Appréhender les interactions et implications des multiples acteurs. Pour répondre à cette ambition, les créateurs du jeu se sont appuyés sur la méthode Ardi. Quatre lettres pour signifier que les Acteurs, Ressources, Dynamiques, Interactions existants sur le territoire vont être identifiés tour à tour. Afin, in fine, de cerner les enjeux impliquant l’activité apicole et d’élaborer un modèle conceptuel du fonctionnement de l’apiculture sur le territoire. Ce modèle, représenté par un schéma (ci-contre) a nécessité une collecte importante de données scientifiques. En effet, s’il peut être simple de nommer les acteurs, il est plus ardu d’identifier les ressources du territoire et de savoir comment en garantir une utilisation durable. De même, il est moins aisé de repérer les dynamiques entre les ressources disponibles et les acteurs.
Le schéma synthétique final décrit comment chaque utilisateur des ressources interagit sur le territoire. Il illustre, par exemple, que si le forestier ne régule pas la population de sanglier, celle-ci, trop importante, peut sortir du bois et se nourrir dans les champs. Les dégâts peuvent être dommageables pour l’agriculteur, mais aussi (en poussant à l’extrême) pour l’apiculteur si les abeilles n’ont plus assez de fleurs à butiner dans le champ.
La méthode a nécessité de rencontrer les acteurs (apiculteurs, agriculteurs, ONF, PNR du Gâtinais français, chercheurs…) afin de leur faire exprimer leur propre vision du territoire (en rapport avec leur activité). La synthèse de ces données a permis d’établir le modèle final ensuite validé par les acteurs eux-mêmes.
Des demandes spécifiques des professeurs tels les effets du climat, le cycle biologique des abeilles ou la classification du vivant ont été également intégrées au jeu.

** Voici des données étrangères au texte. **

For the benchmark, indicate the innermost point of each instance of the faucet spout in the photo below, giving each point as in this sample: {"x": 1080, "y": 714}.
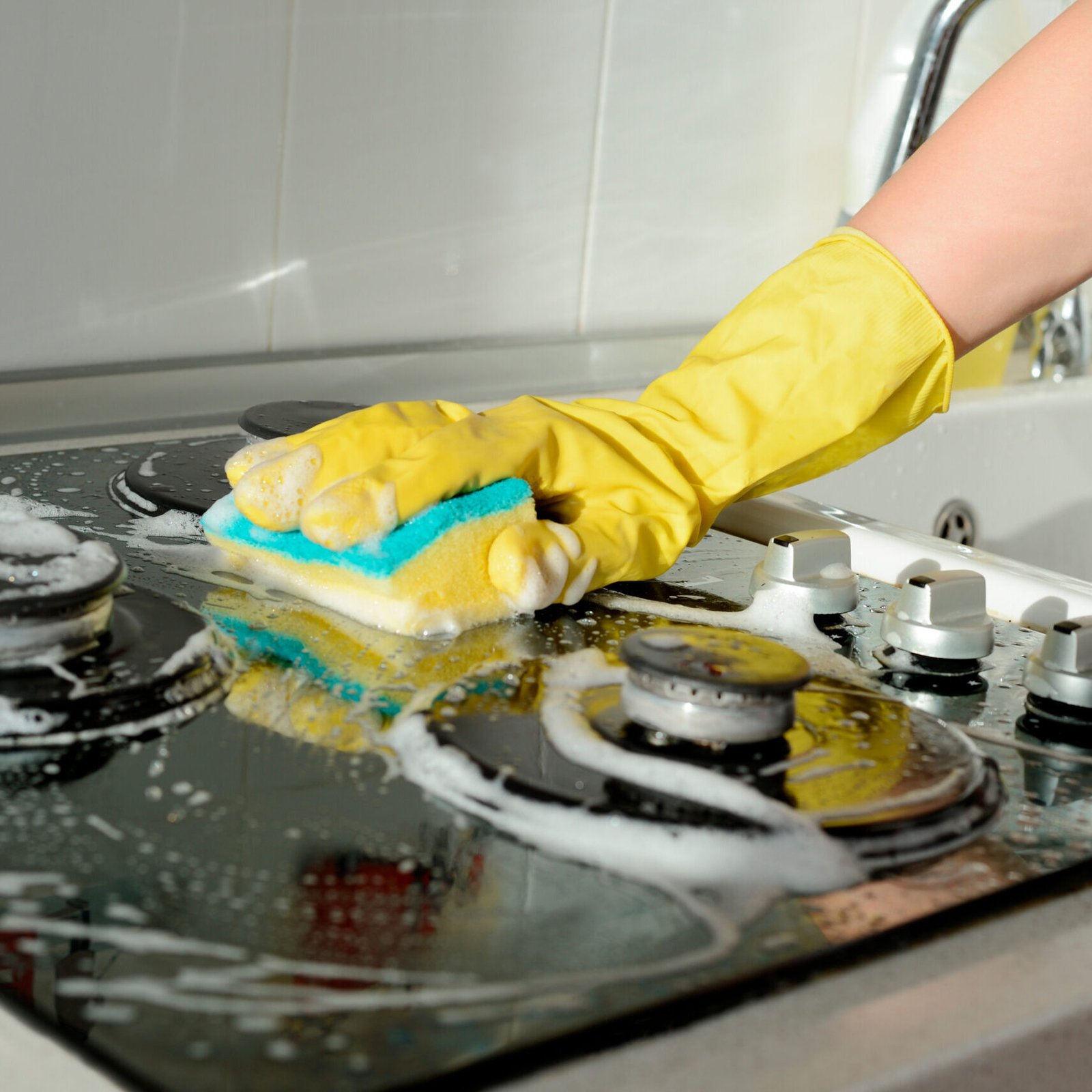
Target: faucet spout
{"x": 925, "y": 81}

Aujourd’hui, le jeu est en phase de test. Les premières évaluations montrent qu’à l’issue de leur partie, les joueurs sont effectivement capables d’établir des liens entre produits de consommation, acteurs, territoire et ressources naturelles. La plupart découvre les différentes méthodes de cultures et leurs intérêts, parallèlement aux problèmes engendrés par les pesticides ou la difficulté de s’installer en agriculture biologique. Les joueurs, par exemple, relient la chasse au besoin de contenir les populations de sanglier.
La marge d’amélioration réside dans la compréhension de certains concepts comme la dynamique des milieux ouverts et la problématique de leur conservation.
La richesse des informations fait de ce prototype un outil éducatif utilisable hors contexte scolaire (centres de loisirs), mais impose de nombreuses explications au départ. Cet inconvénient pourrait être réduit en améliorant les supports graphiques.
Une phase de validation avec des professeurs et le conseil d’éducation de la réserve finalisera ce jeu dont la diffusion est envisagée aux collèges du territoire.

1. Broute-la-Motte à Ouessant ou ButorStar en Camargue sont des jeux de rôles similaires utilisés avec des lycéens et dans l’enseignement supérieur.